’27 two-level defender looks headed to LB on the varsity Panther defense
We call him “Big-Hit Harris” around the magazine. Teven is an exceptional player entering the varsity roster and high school as a 9th-grader in ’23. He has been a ball-hawk thus far in his career. We don’t expect he will be any different as a high-schooler or a collegian, for that matter.HB Lyon, Scouting Division, KPGFootball
We are approximately a month away from opening the ’23 season. There will be some ’27’s seeing the field as early as night one. Programs survive (and sometimes thrive) on the quality of its incoming roster talent.
Hopkinsville High and Trigg County boast a pair of freshman phenoms in QB, Easton Mann (HHS), and DB/WR, Jack Whaley Long (Trigg). Breathitt County boasts one of the finest ’27’s in all of Kentucky in Kylen Combs, who we expect will be a first-night starter for the Bobcats, one of the deepest rosters in 2A across Kentucky.
Hopkinsville High has a RB about whom everyone raves. His name is Tristin Dilliard and he hails, genetically, from a long, distinguished line of former and present Tigers.
Russellville has one of its own. Russellville lays claim to Teven “Big-Hit” Harris. You may look far and wide but you won’t find a ’27 with much more promise, nor possessing more opportunity.
Harris is expected to align for the Russellville High School this coming Fall. It is believed he will play early like his classmates above named in addition to him. The Panthers know a little something about welcoming premier talent onto its roster AND winning ball games and championships.
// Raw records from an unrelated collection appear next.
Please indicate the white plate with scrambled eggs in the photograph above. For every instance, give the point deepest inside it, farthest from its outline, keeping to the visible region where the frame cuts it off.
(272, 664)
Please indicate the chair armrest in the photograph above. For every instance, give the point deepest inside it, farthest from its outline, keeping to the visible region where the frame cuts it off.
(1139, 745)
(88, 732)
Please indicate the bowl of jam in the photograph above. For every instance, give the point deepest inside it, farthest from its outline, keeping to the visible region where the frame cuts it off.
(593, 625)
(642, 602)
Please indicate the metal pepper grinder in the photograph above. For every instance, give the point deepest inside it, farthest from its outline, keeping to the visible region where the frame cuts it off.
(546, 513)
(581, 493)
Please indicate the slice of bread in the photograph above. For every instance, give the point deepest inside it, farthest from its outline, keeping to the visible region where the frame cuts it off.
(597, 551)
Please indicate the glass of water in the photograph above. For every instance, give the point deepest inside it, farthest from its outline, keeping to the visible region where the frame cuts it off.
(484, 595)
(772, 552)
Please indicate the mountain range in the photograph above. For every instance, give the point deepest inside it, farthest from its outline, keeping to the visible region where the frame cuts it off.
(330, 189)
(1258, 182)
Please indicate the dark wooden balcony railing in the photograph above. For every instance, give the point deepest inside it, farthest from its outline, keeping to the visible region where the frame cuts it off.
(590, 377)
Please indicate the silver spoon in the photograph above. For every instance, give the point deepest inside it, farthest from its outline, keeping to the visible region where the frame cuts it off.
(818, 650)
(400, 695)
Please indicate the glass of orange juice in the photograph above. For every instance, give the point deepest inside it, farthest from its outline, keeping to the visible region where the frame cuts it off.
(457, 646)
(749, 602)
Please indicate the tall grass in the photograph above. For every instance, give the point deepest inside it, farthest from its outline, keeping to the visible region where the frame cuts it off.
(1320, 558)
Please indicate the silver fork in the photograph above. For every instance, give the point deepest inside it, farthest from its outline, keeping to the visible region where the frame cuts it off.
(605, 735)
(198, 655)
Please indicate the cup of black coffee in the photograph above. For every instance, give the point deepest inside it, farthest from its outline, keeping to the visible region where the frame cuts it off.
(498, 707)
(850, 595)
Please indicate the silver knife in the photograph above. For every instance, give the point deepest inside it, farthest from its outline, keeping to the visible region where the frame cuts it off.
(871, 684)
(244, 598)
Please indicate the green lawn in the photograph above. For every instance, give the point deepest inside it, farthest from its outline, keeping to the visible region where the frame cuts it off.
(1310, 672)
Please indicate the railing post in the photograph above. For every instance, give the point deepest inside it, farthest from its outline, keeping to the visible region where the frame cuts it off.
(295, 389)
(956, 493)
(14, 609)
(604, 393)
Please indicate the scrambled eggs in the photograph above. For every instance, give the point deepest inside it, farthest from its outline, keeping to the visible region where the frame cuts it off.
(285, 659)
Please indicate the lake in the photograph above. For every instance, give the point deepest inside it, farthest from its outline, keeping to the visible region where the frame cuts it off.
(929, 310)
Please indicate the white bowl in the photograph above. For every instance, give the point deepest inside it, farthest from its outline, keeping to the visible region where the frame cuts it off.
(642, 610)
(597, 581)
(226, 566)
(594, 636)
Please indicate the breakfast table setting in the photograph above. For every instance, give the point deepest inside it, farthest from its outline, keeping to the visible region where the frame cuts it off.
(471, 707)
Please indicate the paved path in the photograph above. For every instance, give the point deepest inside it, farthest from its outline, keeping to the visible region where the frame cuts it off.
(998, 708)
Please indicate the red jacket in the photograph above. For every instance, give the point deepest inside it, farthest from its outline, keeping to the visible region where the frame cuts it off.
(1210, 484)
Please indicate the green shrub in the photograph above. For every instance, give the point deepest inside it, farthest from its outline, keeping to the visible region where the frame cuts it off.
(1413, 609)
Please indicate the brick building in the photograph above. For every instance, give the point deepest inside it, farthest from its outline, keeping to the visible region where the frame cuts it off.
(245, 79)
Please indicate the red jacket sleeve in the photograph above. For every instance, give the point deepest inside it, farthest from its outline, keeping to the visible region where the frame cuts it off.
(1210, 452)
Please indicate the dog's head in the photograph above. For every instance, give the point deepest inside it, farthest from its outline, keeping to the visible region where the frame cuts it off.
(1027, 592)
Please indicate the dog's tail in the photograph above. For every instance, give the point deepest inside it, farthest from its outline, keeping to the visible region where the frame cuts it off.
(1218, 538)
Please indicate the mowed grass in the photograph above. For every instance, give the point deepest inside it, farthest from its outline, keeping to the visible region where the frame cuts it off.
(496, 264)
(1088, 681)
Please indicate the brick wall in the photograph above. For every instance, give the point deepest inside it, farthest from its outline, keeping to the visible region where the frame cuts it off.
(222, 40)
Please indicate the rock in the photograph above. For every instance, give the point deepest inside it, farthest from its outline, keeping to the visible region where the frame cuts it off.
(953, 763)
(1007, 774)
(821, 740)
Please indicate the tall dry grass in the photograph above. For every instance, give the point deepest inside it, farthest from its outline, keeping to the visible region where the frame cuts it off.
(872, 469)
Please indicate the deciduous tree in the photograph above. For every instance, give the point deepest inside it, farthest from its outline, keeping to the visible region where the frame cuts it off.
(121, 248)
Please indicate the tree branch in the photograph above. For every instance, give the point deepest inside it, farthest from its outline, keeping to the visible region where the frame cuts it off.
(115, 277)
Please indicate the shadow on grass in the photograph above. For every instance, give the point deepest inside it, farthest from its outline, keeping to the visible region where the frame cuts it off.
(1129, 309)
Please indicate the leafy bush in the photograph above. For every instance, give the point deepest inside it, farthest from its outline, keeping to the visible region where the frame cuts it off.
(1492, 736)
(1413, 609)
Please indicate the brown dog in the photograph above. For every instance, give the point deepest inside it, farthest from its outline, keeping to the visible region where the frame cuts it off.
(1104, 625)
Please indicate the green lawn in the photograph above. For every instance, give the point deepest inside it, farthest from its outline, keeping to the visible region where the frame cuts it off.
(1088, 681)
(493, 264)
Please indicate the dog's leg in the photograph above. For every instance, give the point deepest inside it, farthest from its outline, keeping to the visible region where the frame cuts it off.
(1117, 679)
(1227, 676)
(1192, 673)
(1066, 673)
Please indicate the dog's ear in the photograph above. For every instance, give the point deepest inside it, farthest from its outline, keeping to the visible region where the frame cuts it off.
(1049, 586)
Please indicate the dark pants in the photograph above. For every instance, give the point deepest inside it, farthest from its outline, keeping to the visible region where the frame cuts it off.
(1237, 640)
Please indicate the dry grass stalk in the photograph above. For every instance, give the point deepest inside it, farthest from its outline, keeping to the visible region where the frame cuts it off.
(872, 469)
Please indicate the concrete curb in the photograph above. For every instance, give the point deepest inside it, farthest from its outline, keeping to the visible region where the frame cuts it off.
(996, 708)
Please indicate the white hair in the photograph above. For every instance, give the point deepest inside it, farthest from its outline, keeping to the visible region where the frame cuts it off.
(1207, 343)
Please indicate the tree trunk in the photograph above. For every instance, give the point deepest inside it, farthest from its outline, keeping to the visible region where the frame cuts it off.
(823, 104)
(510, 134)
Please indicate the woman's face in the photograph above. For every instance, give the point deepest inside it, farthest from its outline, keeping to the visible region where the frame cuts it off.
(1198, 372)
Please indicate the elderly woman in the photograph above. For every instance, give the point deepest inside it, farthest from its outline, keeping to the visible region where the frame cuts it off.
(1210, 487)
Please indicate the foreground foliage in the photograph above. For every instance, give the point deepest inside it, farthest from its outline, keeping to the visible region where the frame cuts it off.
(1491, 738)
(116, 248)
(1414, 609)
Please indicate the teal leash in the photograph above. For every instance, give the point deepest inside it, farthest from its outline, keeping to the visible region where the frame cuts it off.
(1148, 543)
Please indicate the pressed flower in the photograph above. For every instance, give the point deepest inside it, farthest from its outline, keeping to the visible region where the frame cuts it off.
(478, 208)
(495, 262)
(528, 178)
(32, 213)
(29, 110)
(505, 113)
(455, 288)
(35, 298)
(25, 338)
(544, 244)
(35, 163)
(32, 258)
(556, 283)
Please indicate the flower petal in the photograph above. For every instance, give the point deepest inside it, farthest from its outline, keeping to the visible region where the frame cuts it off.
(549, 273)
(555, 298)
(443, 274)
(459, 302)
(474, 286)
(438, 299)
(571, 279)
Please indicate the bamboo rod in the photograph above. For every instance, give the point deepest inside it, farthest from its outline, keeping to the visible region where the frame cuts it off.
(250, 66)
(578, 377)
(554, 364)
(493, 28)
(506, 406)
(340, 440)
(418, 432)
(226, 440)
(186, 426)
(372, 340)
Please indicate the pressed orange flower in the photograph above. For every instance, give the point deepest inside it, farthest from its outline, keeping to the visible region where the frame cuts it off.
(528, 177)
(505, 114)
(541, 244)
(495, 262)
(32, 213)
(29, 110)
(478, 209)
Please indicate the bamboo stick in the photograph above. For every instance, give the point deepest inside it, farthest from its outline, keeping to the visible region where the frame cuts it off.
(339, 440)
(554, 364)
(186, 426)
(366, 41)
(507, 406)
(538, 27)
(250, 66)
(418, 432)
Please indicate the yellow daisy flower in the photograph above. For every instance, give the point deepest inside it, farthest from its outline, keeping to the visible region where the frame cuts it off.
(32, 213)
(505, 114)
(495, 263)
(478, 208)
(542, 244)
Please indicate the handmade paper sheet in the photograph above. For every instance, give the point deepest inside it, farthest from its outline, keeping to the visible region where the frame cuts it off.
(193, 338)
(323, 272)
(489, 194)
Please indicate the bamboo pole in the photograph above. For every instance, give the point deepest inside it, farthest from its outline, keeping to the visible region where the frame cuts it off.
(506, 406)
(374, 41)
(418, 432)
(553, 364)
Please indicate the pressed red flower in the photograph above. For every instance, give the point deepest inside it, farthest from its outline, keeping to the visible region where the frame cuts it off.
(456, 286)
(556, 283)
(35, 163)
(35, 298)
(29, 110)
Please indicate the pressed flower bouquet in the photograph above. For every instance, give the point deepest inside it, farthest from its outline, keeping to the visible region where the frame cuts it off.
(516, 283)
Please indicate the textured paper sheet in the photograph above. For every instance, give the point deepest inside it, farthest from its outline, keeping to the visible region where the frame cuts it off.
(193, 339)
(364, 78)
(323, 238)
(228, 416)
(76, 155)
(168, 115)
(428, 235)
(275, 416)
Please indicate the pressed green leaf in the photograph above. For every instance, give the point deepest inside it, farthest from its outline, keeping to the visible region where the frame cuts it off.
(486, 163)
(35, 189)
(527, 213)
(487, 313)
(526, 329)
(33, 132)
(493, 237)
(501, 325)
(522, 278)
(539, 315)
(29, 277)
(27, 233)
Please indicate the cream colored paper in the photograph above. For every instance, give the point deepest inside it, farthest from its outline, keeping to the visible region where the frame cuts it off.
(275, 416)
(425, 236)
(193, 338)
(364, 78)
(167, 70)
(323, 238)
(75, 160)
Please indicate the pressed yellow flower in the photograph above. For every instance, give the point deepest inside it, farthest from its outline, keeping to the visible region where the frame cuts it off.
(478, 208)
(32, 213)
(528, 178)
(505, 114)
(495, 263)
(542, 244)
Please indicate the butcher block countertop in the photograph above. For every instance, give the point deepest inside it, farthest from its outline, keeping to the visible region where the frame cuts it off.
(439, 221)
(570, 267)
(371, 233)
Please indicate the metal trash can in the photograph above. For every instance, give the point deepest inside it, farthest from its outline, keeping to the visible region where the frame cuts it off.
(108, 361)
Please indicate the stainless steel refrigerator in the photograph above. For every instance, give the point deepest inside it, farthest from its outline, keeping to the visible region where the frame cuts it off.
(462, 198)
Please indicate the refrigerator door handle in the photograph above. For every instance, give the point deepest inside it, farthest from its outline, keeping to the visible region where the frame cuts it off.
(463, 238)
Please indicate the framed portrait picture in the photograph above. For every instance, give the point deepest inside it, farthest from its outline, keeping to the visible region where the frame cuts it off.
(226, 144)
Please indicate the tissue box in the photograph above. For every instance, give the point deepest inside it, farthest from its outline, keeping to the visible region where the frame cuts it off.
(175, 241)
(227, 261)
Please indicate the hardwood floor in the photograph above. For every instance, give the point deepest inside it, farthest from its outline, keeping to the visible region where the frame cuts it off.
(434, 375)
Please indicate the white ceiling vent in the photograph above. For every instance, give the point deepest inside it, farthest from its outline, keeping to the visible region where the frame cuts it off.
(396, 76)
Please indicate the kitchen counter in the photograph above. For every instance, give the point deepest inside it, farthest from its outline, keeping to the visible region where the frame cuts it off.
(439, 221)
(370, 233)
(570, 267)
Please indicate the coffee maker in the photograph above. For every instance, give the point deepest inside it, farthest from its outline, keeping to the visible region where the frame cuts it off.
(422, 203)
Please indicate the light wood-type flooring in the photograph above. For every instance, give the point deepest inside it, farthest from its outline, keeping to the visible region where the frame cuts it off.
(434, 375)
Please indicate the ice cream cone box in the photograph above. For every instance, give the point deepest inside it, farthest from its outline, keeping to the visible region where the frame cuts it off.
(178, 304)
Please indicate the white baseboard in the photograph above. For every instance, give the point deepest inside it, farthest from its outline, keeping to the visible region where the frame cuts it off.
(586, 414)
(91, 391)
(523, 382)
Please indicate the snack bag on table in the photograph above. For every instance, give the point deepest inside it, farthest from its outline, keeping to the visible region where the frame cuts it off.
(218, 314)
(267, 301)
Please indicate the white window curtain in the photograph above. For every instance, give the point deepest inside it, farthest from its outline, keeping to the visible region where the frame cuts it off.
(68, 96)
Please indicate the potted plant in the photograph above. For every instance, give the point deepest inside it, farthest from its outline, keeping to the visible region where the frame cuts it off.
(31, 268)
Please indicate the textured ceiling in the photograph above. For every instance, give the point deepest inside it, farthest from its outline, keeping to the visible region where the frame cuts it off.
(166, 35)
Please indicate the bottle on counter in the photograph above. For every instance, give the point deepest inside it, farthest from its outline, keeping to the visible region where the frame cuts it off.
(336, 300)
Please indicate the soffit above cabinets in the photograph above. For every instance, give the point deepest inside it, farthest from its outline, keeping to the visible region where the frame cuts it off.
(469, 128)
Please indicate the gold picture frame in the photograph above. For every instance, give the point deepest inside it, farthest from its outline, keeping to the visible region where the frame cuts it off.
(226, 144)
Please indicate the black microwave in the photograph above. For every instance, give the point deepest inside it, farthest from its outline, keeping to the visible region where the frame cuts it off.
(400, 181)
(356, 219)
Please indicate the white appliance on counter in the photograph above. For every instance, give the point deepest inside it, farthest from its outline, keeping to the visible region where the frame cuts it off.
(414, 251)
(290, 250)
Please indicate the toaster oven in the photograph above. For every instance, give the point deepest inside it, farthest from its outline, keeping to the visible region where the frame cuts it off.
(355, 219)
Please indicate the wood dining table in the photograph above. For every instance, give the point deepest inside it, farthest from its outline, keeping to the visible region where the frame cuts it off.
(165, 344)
Russellville, as a program, is approaching 550-wins (all-time). The Panthers are 58-38 just in the playoffs.
The Panthers have won 14-regional crowns (1964, 1966, 1970, 1979, 1980, 1981, 1983, 1984, 1987, 1990, 1992, 2015, 2016, 2021), been state runners-up four (4) times (1964, 1966, 1987, 2021), and have won the entire enchilada thrice (1980, 1983, and 1990). It is a program steeped in tradition which boasts an in-door practice facility, not too common among 1A high schools across the commonwealth.
The Panthers have played in Rhea Stadium since 1939. Rhea Stadium was a build constructed with WPA funding (Works Progress Administration, part of Franklin D. Roosevelt’s, “New Deal”).
The Art Deco stadium boasts a raised corner in one of its end zones and was home to the 1950, 10-0 Panthers (Pre-KHSAA). Those guys were ranked No. 2 in Kentucky, regardless of the school’s paltry enrollment, at the end of the year and finished the season hailed as, perhaps, the greatest small-school, football team to EVER take a Kentucky High School gridiron.
Harris would seem to fit seamlessly into that storied tradition. Harris has played in both the defensive second and third levels. He has fluid hips, covers well, plays sideline to sideline, and comes up into the box and “lays the wood,” hence the nickname, “Big-Hit.”
Harris is explosive and physical. At LB, Harris is really, really fast and causes match-up problems with would-be blockers. At the third level, where he is still fast enough to operate, he is an inordinately big and physical option, causing problems at that level too.
Harris is far from finished growing. He has a lengthy frame on which pounds of muscle can easily be added.
Simply put, Harris is an elite performer at his stage of development. There is no reason to think he won’t continue to be elite as he matriculates through the prep ranks.
This guy is a future Friday night star. He has Saturday football, at some level, in his future.
This is Fletcher W. Long, reporting for KPGFootball, reminding you to PLAY THROUGH THE WHISTLE!